If you don't care for such behaviour, and you just want to commit all changes in tracked files in your workspace, git-commit -a does that.
This[0] is one of the best tools I've seen for understanding git commands and even a bit of how git works.
It's interactive, divides things into the different 'places' that content can be in git and then shows you how each command moves content between those places. Click on the workspace and it will show each command which does things to content in your workspace, the bar the command is written on shows what the other area it interacts with is and the direction that the command moves content. I hope it helps.
[0] http://ndpsoftware.com/git-cheatsheet.html
paddyoloughlin's explanation of the index is a good explanation.
I might add that if you didn't have the index, then you could not make a commit that contained an add, a rename, and a deletion. If you think far too deeply about how Subversion handles these operations, it becomes clear that -conceptually- Subversion had an index/"staging area", too. Ferinstance, the output of 'svn help add' says
add: Put files and directories under version control, scheduling
them for addition to repository. They will be added in next commit.
usage: add PATH...
What's git's index but a list of changes that have been enqueued to be performed with the next commit?
The big conceptual distinction between SVN and git is that with SVN you tie exactly one repository to a given working copy. In git you can tie multiple repos to a given working copy and (by default) one of those repos is stored in the same place as the working copy.
Does that make sense, or is the index still somewhat-to-rather unclear and/or mystifying? (I mean, other than its kinda crappy name.)

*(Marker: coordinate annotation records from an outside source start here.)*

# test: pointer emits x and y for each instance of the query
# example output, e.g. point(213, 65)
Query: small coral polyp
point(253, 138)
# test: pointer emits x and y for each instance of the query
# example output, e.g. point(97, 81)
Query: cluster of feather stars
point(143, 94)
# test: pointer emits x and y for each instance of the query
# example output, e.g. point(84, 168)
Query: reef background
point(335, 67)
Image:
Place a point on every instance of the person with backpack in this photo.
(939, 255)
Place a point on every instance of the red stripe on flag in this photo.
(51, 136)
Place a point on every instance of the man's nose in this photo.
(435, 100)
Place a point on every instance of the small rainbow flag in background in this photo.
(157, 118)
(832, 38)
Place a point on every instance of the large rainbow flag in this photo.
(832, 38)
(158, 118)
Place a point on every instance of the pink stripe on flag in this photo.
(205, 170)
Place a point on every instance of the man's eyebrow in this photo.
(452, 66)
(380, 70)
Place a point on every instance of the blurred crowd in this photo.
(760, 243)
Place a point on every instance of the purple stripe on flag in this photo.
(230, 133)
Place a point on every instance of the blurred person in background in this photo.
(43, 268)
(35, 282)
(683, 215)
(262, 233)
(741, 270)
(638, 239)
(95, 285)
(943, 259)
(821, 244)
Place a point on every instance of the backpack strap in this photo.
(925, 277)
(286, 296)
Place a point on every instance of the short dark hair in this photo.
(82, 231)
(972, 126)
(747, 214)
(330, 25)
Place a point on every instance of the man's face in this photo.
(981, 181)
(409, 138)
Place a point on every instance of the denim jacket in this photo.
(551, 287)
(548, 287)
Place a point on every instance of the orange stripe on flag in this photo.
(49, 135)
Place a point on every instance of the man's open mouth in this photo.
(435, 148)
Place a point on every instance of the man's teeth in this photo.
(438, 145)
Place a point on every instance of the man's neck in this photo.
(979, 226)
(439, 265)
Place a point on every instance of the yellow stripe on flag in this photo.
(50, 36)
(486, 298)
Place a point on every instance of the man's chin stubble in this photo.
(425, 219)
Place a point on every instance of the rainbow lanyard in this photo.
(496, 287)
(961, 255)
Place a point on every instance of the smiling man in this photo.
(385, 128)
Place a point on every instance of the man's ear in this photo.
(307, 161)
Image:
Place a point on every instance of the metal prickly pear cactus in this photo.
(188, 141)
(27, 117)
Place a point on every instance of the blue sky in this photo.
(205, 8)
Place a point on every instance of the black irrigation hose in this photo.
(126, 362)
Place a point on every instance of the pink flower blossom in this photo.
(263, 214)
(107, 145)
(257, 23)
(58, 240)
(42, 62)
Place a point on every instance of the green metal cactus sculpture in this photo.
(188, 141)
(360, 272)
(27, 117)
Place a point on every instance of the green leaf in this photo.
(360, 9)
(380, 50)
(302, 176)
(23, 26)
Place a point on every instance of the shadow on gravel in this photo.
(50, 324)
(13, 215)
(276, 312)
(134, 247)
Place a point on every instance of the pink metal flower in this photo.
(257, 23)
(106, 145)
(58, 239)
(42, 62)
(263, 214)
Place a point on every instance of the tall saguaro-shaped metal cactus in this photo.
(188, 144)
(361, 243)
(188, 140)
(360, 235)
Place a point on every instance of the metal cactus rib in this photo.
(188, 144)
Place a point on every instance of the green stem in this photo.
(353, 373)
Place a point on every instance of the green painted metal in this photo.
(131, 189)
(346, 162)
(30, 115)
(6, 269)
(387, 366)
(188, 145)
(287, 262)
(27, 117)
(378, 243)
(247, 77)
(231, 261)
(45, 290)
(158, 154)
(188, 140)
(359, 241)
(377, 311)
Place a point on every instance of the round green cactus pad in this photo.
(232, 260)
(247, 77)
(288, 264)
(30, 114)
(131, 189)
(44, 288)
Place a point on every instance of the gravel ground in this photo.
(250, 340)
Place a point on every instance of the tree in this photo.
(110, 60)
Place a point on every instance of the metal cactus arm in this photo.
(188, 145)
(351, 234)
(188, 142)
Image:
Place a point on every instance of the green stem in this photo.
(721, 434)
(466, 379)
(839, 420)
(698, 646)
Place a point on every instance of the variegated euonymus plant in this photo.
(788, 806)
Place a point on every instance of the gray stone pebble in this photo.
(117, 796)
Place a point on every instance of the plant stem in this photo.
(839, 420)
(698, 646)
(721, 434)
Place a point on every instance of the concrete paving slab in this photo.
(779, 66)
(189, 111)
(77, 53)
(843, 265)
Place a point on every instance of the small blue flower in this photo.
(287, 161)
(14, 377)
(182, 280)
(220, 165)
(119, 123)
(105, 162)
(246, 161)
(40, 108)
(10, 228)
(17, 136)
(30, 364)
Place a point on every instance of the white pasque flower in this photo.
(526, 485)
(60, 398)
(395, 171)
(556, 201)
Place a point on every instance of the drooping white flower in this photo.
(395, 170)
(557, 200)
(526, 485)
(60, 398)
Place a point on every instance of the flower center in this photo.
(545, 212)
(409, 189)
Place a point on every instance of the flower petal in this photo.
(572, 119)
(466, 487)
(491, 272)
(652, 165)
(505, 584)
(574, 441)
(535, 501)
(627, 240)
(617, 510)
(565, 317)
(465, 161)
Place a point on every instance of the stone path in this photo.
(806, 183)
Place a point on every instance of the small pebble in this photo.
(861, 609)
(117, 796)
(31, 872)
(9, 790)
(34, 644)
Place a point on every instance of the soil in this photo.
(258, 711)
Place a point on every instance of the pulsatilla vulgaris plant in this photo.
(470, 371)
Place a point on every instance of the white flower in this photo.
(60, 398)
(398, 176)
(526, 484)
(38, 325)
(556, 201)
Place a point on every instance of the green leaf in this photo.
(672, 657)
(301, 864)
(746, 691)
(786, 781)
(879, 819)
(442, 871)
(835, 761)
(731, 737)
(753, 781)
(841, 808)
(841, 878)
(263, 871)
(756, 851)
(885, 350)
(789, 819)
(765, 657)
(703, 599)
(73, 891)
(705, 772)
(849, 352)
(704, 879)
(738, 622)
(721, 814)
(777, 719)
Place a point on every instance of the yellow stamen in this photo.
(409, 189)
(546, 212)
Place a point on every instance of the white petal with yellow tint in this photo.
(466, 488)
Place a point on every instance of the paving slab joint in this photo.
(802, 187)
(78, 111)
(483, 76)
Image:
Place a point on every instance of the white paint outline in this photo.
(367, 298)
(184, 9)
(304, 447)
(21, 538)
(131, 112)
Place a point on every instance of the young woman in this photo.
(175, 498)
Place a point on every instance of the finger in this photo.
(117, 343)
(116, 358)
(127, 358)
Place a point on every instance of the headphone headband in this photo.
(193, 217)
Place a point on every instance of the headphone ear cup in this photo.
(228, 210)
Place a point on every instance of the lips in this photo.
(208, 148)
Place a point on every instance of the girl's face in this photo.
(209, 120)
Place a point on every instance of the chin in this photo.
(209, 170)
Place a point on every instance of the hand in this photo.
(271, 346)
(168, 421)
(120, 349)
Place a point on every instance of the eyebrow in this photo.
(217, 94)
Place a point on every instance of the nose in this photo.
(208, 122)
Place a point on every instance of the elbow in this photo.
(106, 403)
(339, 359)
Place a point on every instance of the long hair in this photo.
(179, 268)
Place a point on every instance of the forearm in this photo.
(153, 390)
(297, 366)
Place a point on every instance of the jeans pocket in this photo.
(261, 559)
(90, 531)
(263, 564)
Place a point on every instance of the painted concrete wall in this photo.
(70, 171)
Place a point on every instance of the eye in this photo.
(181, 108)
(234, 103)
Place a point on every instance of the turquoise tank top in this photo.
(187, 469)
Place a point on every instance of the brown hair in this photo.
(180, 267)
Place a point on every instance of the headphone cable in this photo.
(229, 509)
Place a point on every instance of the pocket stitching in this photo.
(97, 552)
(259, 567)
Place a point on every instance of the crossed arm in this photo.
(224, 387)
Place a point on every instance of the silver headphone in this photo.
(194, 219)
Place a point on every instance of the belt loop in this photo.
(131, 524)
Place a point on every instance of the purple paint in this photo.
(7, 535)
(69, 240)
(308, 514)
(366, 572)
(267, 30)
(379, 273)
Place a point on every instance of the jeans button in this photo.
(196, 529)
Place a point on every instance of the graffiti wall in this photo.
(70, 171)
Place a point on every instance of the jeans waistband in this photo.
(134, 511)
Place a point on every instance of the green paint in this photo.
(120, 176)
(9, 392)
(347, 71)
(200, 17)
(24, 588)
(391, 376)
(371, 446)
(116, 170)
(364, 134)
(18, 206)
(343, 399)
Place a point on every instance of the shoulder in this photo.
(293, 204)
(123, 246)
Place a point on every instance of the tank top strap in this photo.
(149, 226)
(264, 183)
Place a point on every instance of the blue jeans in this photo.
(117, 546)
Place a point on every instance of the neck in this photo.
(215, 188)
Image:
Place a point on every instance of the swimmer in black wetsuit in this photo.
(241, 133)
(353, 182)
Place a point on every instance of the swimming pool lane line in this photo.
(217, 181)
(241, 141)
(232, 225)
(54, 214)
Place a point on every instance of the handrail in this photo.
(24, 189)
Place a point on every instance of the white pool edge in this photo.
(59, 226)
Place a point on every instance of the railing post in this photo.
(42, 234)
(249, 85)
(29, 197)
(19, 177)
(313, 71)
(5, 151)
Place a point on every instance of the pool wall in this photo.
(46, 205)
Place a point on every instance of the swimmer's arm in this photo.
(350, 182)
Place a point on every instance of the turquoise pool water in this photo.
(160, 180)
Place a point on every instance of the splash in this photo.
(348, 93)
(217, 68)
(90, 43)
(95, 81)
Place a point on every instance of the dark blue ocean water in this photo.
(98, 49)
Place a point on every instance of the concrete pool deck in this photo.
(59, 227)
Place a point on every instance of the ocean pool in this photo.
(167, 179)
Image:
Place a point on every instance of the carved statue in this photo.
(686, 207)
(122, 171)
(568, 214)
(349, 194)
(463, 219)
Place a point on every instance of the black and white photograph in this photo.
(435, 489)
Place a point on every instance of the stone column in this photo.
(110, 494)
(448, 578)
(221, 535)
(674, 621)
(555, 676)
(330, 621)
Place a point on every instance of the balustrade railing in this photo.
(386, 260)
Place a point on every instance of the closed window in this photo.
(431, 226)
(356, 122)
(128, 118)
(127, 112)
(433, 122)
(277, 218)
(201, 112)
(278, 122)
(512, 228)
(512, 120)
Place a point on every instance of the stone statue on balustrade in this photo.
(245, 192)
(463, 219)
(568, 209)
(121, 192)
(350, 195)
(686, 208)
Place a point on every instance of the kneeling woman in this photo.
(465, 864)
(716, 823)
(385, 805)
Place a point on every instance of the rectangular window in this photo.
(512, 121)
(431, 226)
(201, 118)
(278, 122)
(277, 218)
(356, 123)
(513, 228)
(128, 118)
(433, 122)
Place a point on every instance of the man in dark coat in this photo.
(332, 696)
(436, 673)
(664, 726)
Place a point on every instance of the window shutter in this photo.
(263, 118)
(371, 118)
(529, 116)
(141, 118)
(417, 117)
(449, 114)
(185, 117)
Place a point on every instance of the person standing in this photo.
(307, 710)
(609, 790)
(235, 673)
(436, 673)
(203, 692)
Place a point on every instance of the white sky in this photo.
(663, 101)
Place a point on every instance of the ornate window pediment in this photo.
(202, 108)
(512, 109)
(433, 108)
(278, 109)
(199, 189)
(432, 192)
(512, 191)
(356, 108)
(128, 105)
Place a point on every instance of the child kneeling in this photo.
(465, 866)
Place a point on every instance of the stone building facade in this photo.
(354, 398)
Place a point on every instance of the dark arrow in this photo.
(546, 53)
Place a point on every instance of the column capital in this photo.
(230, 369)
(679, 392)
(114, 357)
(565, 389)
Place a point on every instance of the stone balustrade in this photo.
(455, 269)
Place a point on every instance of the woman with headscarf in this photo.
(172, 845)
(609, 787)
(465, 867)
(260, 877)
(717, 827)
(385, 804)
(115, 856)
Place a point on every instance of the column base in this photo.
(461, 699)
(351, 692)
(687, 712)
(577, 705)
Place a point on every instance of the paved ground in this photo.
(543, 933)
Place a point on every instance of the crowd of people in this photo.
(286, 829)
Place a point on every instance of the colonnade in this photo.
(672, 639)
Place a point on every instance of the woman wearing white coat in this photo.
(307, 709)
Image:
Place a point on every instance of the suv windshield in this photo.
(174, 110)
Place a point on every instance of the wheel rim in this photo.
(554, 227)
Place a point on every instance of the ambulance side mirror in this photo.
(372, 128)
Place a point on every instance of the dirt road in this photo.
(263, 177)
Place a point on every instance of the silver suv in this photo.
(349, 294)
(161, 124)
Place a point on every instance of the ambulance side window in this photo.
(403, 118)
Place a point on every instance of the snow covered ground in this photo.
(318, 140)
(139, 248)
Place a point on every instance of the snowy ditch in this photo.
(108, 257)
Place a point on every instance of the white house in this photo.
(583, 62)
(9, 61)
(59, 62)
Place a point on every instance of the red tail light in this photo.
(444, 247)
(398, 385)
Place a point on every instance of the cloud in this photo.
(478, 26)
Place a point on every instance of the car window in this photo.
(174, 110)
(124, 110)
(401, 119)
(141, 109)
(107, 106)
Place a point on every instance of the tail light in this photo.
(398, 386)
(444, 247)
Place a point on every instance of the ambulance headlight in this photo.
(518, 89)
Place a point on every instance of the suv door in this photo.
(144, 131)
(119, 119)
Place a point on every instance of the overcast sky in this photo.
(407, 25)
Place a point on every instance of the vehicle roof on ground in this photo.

> ...can you point me at something not written by the git authors that explains what the hell is going on here and why?
If "here" is "with git in general", I read the Git Book [0] ages ago, and combined what I learned from it with a fair amount of fucking around with my repo, and also with the contents of the gittutorial(7), gittutorial-2(7) and (parts of) gitglossary(7) man pages. [1]
From looking at the ToC of the Git Book, it looks like chapters 1, 2, 3, and 7 would be relevant to your interest. Chapters 5 and 10 might be relevant. I can't offer any guarantees, as I last read the Git Book ages ago, and this look like it's a new version... the one I read didn't make any mention of Github.
Though, if you were asking about something more specific, I'm happy to take a stab at answering that question once I know what it is. :)
[1] Even though you asked for things not written by the git guys, I got a fair bit of value from the official git tutorials. It's also possible that you've overlooked them, so I bring them up.
Very sorry to have rewritten my comment out from under you - I took a look at it, decided it was needlessly verbose, rewrote it, and promptly dropped into a subway tunnel... So my edit actually went through somewhat later. Now I wish I hadn't bothered!
I'm often overly verbose, but am typically too lazy to write shorter comments. I considered re-working my comment to address your edited comment, but I think that it covers both comments.
But if you're doing it the old-fashioned way, you might as well use Subversion. Or mercurial, if you want all the local history, with the added bonus that unlike git it sensibly keeps the least-surprise semantics of 'commit', 'revert', and other commands that merely have a 30-year history of expectations that held true prior to git. But Mercurial was not authored by Linus, nor does it have the impenetrable, otherworldly data model that a first-time version-control-system author would unavoidably end up concocting in scratching their itch without consulting the existing, completely satisfactory, solutions that served us well for decades, which greatly reduces the number of interesting topics you can blog about for Mercurial.
And so, git sees the adoption, github gets the $2bil valuation, and even bitbucket ends up switching to git as it's default. It won.
Software engineering, collectively, has a lot of maturing to do.